Southern Company's expansion of the Vogtle Electric Generating Plant is billions of dollars over schedule and will be the cause of increased electricity rates in Georgia. In the last week, Duke Energy (DUK 0.43%) seems to have given up on its nuclear dreams entirely. The Lee Nuclear Station was abandoned by the company last week, a few years after the suspension of the Levy nuclear plant in Florida that resulted in about $1 billion in expenses that were charged to customers. What came next wasn't another nuclear plant, but a proposal to build 700 MW of solar energy installations, 50 MW of energy storage, and 500 EV chargers as part of a $6 billion plan to upgrade the grid in Florida. Finally, utilities and regulators are seeing renewable energy and energy storage as an asset and abandoning risky energy sources that have been multibillion-dollar boondoggles for the industry. 

Nuclear power plant with four stacks shown on a partly cloudy day.

Image source: Getty Images.

Utilities aren't about taking risks

The shift away from nuclear and clean coal projects is telling for the future of utilities. They aren't in the business of taking undue technology risks and neither technology has proven to be cost effective or even a viable alternative to natural gas or renewable energy. If regulators -- and ultimately customers -- aren't willing to subsidize these new technologies, they'll be mothballed for technologies like wind, solar, and energy storage that we know are cost effective today. 

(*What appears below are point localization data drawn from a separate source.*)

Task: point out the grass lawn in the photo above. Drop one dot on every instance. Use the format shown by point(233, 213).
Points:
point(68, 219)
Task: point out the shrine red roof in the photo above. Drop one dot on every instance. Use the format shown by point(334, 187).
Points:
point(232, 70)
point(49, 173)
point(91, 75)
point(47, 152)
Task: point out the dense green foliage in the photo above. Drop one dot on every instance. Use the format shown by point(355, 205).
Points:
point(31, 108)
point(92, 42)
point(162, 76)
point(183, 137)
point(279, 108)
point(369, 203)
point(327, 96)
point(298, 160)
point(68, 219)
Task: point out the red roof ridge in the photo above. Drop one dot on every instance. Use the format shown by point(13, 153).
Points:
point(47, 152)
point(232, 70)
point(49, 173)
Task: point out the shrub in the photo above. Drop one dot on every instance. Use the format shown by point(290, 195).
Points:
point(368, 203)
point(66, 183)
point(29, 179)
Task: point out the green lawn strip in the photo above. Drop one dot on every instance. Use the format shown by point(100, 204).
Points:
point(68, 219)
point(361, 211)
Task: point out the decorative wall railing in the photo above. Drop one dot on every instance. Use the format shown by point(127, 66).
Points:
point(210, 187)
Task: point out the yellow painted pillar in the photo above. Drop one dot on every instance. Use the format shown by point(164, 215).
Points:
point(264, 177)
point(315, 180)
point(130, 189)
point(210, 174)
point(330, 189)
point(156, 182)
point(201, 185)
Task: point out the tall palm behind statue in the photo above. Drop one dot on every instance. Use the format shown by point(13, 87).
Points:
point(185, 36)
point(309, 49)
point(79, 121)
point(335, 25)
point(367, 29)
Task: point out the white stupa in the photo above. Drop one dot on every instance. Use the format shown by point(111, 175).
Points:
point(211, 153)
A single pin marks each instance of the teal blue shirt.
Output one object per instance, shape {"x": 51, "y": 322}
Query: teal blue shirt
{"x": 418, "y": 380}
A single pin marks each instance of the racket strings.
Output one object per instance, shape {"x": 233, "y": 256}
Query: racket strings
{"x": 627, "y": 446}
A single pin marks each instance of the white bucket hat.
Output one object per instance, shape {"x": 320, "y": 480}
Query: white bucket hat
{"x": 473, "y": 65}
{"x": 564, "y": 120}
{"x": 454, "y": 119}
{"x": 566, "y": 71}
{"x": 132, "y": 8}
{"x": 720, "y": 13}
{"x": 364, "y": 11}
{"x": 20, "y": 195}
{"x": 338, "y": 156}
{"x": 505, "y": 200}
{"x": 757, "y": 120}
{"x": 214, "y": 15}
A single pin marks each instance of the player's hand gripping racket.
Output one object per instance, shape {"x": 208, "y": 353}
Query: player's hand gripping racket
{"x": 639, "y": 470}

The losses and cost overruns I've highlighted above will not only deter utilities from making similar investments in the future, it will shift the way regulators will look at nuclear and coal ("clean" or not). Ultimately, a regulator's job is to ensure that there's a stable electricity source for customers at the lowest possible price. With wind and solar now costing less than nuclear and coal energy, there's little justification to keep building nuclear or coal plants.

Large installation of solar panels with a wind turbine in the background at dusk.

Image source: Getty Images.

Utilities have turned their focus to renewables

As I mentioned, a part of the official shutdown of the Levy nuclear site, Duke Energy Florida has to build 700 MW of solar in the next four years. This is notable because Florida -- a.k.a. the "Sunshine State" -- is No. 12 for solar installations in the U.S. with just 725.1 MW, according to the Solar Energy Industries Association. After years of fighting solar energy, Duke Energy, Southern Company's Gulf Power Company, and NextEra Energy's (NEE 2.19%) Power & Light -- the main utilities in Florida -- are all embracing renewable energy. 

Their change of tune ultimately doesn't come down to the fact that these utilities are concerned about how renewable energy is or reducing CO2 emissions. It's all about dollars and cents. Wind, solar, and energy storage provide predictable costs that are competitive with other sources of energy and nuclear and coal are no longer competitive. It's as simple as that, and if utilities and regulators are publicly making the realization that renewable energy is really the most cost effective form of energy, it shows how far the industry has come from the days wind and solar were questioned as energy sources. Wind and solar are the future of energy, even in a state like Florida.